PADI Certified Divers Records Exposed in a Misconfiguration Incident

On May 6th I have identified an open and unprotected Elasticsearch server that appeared to contain registration details for US-based divers certified by PADI, Professional Association of Diving Instructions.

Cluster contained 2,313,197 records with the following fields:

  • full name
  • phone / home phone / mobile phone
  • email
  • mailing address
  • birthdate

According to Shodan search engine, IP in question and Elasticsearch port (9200) was first indexed on April 23, 2020 – long enough for anybody with malicious intents to find and grab the data.

Upon verification of several records I have immediately sent a responsible disclosure alert to PADI and also reached out to their official Twitter account. As of May 8th, server was pulled offline, although no further response or clarification received.

As I have previously reported, danger of having exposed (i.e. no password/authentication) Elasticsearch instances or similar instances is huge. As an example, after we deployed ES honeypot on 14 Apr and got 24 attacks in less than 3 days. 20 of those were attempts to list clusters and download files. More than 50% of all indexable Elasticsearch clusters are now destroyed by malicious injections, such as Nightlionsecurity worm.

Dangers of exposed data 

Even though this data did not contain payment or sensitive information, such structured and targeted collection of data would pose a clear risk to people whose data was exposed. An identity thief or phishing actor couldn’t ask for a better payload. 

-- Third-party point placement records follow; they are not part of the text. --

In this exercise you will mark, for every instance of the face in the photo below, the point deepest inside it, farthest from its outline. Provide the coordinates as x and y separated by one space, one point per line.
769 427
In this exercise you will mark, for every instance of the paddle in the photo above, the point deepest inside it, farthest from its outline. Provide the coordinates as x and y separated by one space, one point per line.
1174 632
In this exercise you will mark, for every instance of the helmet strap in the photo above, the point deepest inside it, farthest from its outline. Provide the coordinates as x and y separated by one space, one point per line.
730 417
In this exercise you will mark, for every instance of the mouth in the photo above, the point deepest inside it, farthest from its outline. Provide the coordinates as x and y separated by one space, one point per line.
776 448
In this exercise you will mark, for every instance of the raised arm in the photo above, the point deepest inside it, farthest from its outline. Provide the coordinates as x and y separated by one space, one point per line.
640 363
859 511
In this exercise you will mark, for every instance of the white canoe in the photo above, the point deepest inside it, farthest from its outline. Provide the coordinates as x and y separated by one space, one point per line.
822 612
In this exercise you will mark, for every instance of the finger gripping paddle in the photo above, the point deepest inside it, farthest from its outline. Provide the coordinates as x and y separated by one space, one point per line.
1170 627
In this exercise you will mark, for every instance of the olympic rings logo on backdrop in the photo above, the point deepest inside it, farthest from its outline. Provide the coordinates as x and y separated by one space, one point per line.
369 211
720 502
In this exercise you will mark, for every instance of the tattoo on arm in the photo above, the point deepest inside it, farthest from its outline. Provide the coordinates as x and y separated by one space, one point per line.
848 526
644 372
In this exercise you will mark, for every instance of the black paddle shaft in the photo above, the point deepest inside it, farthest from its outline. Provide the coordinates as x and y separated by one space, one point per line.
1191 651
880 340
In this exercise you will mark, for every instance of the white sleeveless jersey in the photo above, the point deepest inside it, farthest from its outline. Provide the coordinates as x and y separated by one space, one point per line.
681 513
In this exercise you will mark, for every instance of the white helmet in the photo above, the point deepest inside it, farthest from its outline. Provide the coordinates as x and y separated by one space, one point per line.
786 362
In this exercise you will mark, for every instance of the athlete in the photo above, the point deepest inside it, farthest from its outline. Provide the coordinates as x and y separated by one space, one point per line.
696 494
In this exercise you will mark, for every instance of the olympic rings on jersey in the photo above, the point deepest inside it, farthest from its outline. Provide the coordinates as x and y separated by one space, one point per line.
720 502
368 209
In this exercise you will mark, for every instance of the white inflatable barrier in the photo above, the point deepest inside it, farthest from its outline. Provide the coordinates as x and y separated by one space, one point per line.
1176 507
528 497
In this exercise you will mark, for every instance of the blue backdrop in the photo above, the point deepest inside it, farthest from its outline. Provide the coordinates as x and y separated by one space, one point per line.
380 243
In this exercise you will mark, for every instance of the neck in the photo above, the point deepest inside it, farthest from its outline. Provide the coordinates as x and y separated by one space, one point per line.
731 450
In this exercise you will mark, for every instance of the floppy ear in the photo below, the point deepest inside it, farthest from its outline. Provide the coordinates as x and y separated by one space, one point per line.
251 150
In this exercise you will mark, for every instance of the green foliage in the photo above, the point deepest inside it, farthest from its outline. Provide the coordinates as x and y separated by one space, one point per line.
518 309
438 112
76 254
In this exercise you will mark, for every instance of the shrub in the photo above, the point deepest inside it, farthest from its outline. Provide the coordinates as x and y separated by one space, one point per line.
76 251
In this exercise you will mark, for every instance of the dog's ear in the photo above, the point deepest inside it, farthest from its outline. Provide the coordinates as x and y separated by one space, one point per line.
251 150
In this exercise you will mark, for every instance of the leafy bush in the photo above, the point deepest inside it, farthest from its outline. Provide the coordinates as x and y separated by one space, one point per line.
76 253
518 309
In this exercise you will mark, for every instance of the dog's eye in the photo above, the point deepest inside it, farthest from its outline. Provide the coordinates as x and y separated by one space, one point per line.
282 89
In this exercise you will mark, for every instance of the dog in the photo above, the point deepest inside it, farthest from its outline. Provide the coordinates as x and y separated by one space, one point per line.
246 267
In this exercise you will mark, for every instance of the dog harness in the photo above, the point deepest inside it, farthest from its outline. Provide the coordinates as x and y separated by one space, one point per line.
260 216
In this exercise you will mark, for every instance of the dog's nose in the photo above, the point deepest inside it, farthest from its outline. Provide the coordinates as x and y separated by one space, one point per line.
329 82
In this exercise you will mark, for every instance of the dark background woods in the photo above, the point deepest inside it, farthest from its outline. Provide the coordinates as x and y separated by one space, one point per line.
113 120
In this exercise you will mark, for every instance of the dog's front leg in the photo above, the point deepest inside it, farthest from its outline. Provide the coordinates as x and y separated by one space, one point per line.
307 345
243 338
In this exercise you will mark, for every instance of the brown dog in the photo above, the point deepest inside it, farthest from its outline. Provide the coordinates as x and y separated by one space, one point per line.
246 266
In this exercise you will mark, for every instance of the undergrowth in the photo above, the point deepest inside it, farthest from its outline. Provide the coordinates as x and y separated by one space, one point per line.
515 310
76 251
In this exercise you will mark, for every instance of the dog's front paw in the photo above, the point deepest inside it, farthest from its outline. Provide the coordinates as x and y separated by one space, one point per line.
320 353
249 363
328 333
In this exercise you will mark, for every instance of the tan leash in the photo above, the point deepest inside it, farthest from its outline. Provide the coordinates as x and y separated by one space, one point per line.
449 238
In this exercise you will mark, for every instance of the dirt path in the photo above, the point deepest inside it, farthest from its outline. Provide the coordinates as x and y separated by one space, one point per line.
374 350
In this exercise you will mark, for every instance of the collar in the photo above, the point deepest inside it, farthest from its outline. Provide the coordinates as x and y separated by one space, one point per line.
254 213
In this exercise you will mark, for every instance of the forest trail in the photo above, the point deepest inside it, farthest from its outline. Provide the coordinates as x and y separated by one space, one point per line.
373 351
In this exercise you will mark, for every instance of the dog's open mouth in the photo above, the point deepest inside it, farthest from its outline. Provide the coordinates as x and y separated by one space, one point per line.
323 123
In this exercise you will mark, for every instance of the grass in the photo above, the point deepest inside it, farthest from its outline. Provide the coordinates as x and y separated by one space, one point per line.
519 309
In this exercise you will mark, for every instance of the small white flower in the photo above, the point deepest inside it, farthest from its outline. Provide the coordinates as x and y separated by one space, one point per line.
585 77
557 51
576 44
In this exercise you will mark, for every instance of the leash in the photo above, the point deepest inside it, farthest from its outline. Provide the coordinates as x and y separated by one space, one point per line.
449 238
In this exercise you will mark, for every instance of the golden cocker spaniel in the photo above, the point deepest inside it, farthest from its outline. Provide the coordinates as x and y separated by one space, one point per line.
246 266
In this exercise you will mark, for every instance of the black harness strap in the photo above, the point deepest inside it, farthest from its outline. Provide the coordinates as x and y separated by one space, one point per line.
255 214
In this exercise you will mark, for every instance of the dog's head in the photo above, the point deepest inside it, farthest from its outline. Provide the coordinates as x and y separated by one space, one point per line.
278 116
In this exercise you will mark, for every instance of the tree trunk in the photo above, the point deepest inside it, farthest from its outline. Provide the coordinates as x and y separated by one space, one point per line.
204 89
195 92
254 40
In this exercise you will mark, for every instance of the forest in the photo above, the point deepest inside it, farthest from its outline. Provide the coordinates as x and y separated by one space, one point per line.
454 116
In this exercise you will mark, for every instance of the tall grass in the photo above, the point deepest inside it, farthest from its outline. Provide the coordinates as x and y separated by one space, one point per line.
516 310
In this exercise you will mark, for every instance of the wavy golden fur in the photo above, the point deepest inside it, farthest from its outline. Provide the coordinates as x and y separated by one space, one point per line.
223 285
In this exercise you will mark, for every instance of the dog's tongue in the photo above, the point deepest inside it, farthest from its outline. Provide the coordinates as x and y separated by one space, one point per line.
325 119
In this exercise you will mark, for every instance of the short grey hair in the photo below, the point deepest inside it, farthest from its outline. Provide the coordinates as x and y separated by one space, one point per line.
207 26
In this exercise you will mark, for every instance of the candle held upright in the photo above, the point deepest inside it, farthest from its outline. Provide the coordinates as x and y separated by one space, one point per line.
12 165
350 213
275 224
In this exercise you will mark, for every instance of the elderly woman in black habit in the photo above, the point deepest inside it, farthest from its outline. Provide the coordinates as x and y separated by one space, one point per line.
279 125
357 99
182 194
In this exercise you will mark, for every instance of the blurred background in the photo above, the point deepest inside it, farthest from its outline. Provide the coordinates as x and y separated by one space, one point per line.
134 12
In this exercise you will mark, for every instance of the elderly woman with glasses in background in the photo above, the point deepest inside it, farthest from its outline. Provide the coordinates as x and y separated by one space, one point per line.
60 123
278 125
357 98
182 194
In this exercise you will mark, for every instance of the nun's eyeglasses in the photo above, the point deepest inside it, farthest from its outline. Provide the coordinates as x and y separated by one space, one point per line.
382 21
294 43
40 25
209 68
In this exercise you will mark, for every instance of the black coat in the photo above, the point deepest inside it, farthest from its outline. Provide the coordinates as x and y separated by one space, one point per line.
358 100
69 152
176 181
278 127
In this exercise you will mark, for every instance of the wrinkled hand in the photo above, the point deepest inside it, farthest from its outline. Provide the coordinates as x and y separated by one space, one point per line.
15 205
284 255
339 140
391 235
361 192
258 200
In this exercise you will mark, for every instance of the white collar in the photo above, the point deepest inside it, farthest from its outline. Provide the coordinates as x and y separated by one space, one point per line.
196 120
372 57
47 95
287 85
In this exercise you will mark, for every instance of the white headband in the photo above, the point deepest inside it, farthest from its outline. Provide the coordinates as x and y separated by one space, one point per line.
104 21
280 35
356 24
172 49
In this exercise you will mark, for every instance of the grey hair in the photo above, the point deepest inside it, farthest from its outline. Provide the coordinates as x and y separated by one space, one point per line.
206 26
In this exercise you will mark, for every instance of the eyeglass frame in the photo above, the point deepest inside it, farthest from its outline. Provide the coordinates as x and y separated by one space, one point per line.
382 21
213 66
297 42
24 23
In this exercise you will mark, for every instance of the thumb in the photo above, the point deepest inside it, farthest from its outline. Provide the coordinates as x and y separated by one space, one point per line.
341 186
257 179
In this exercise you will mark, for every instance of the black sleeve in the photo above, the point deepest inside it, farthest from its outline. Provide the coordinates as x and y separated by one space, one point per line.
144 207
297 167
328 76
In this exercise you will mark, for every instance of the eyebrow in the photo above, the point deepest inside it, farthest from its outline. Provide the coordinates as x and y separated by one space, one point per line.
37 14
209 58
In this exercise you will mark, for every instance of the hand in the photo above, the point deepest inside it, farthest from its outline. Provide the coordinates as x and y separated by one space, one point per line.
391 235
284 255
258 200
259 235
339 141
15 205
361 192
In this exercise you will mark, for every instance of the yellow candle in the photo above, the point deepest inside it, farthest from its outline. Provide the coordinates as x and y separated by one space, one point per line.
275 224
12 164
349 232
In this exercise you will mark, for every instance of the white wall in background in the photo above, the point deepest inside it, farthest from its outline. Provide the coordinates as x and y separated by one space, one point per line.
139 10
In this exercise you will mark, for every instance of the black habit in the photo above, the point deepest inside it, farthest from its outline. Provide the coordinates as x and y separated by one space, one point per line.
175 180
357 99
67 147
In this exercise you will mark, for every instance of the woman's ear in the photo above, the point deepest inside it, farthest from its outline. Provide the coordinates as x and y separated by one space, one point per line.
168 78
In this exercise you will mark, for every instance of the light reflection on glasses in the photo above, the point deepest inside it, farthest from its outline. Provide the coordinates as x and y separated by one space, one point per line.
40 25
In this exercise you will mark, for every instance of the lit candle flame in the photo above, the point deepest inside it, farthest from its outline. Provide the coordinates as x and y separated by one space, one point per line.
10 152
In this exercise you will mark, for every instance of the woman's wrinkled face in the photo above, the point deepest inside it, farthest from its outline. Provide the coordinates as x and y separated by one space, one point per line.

Fraudsters might target affected people with scams and phishing campaigns, using their personal information to craft targeted messages

Phishing messages often impersonate trusted people or organizations to trick victims into giving up sensitive information or money. They often contain links to phishing websites, which mimic genuine websites. In fact, they exist only to steal information, such as passwords and payment information.

How and why we discovered this exposure

Our goal is to help to protect data on the Internet by identifying data leaks and following responsible disclosure policies. Our mission is to make the cyber world safer by educating businesses and communities worldwide.

Our extensive cybersecurity knowledge lends itself well to searching for and analyzing data leaks. Our due diligence demands that we make every attempt to identify who is responsible and notify them as quickly as possible.

Our hope is to minimize harm to end users whose data was exposed. We take steps to find out what each database contained, for how long it was exposed, and what threats to end users might arise as a result. Our findings are compiled into reports like this one to raise awareness and curb misuse of personal data by malicious parties.